Coprifuoco alle 22, "così non si può rilanciare l'economia". Turismo e ristorazione in crisi
Il coprifuoco dalle ore 22, deciso e prorogato dal governo fino al 31 luglio, rischia di seppellire sotto la cenere migliaia di esercizi commerciali il cui fatturato è dipendente dalla fascia oraria interdetta. La Lega in Consiglio dei ministri si è astenuta sul decreto legge proprio per smarcarsi da un provvedimento che, oltre a non avere basi scientifiche, condanna alla cessazione parti rilevanti del nostro Pil. Tenere in ostaggio 60 milioni di italiani, senza un fondamento scientifico alla limitazione imposta, rappresenta una violazione della libertà con un impatto devastante sul tessuto socio-economico del Paese. I turisti, che stanno già programmando le loro ferie, ignoreranno come destinazione l'Italia, avendo decretato il domicilio coatto dalle ore 22.
Il sostantivo "vacanza" richiama un periodo di libertà, di svago e di evasione e non di reclusione. Obbligare al coprifuoco con la curva epidemiologica che declina, l'ospedalizzazione in flessione e la campagna di vaccinazione in itinere significa stabilire un deterrente a scegliere il nostro Paese come meta di villeggiatura, penalizzando ulteriormente il comparto del turismo e l'indotto economico che genera. Il provvedimento che vieta di circolare per le strade dopo le 22 si pone, peraltro, in contraddizione con il Documento di economia e finanza (Def) 2021 approvato, su proposta del presidente del Consiglio Mario Draghi e del ministro dell'Economia Daniele Franco, in Consiglio dei ministri lo scorso 15 Aprile, essendo una misura che rende inoperativa la "crescita" indicata come fonte di copertura finanziaria alla lievitazione del debito. Infatti, nel Def si dice che il debito sarà ridotto attraverso la crescita economica.
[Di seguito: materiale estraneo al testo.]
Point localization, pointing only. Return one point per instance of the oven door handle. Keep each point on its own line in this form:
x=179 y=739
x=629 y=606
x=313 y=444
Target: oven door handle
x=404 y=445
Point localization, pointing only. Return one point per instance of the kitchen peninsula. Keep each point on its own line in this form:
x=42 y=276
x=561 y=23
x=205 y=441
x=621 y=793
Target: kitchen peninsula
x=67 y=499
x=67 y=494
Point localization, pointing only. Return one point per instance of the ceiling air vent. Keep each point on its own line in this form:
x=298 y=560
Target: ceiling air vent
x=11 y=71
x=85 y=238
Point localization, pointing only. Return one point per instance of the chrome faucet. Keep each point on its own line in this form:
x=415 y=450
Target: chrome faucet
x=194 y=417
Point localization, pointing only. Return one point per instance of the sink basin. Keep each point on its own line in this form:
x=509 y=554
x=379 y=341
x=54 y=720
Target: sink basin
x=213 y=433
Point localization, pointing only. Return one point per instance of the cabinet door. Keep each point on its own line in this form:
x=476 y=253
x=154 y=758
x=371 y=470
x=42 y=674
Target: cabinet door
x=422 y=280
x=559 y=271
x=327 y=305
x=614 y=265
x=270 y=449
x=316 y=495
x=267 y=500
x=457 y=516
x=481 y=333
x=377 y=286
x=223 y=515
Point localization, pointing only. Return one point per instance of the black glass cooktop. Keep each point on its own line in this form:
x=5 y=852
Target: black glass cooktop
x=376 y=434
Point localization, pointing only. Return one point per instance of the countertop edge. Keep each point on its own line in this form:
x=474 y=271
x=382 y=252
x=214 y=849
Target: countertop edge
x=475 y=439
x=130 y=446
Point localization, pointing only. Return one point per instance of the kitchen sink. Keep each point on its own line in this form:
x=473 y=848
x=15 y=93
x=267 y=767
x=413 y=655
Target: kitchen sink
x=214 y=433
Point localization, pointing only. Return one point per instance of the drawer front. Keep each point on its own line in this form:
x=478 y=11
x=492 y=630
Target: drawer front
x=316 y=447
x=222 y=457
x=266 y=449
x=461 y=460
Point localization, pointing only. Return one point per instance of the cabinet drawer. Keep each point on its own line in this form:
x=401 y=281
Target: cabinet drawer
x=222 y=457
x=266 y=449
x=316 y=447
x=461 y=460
Tuttavia, quest'ultima, anziché essere incoraggiata, viene pregiudicata, sterilizzando quella componente della ricchezza che mobilita il turismo. La Lega di Salvini, astenendosi sul decreto, è rimasta coerente con il Def varato dal governo, mentre chi ha imposto la proroga del coprifuoco, obbedendo ad una ottusa vocazione ideologica del rigore, sta rischiando di manomettere la già esile stabilità finanziaria dei conti pubblici. Il commercio ha bisogno di ripartire nell'assoluto rispetto dei protocolli di sicurezza, ma senza forme di inibizioni cervellotiche che ne vanificano la ripresa. Il dossier della Confcommercio, sulle pressioni delle attività illecite alle imprese fiaccate dall'emergenza pandemica, descrive un quadro preoccupante con le organizzazioni criminali vigili ad elargire una sorta di assistenza alternativa. Già molti esercenti, a causa della penuria di liquidità, sono caduti vittime degli ingranaggi delittuosi con le denunce per usura cresciute del 16% nel 2020 rispetto all'anno precedente. Con il coprifuoco molte altre attività verranno private della possibilità di recuperare i volumi di affari pre-Covid e saranno costrette ad affidarsi al circuito usuraio pur di sopravvivere. L'ex banchiere centrale, il cui mandato è stato rivestito di un'attesa messianica, ha un solo modo per ricucire con il Carroccio e la maggioranza dei governatori regionali: rivedere la norma sul coprifuoco che è il simbolo di un arbitrio incompatibile con la stagione titolata in nome della ripresa.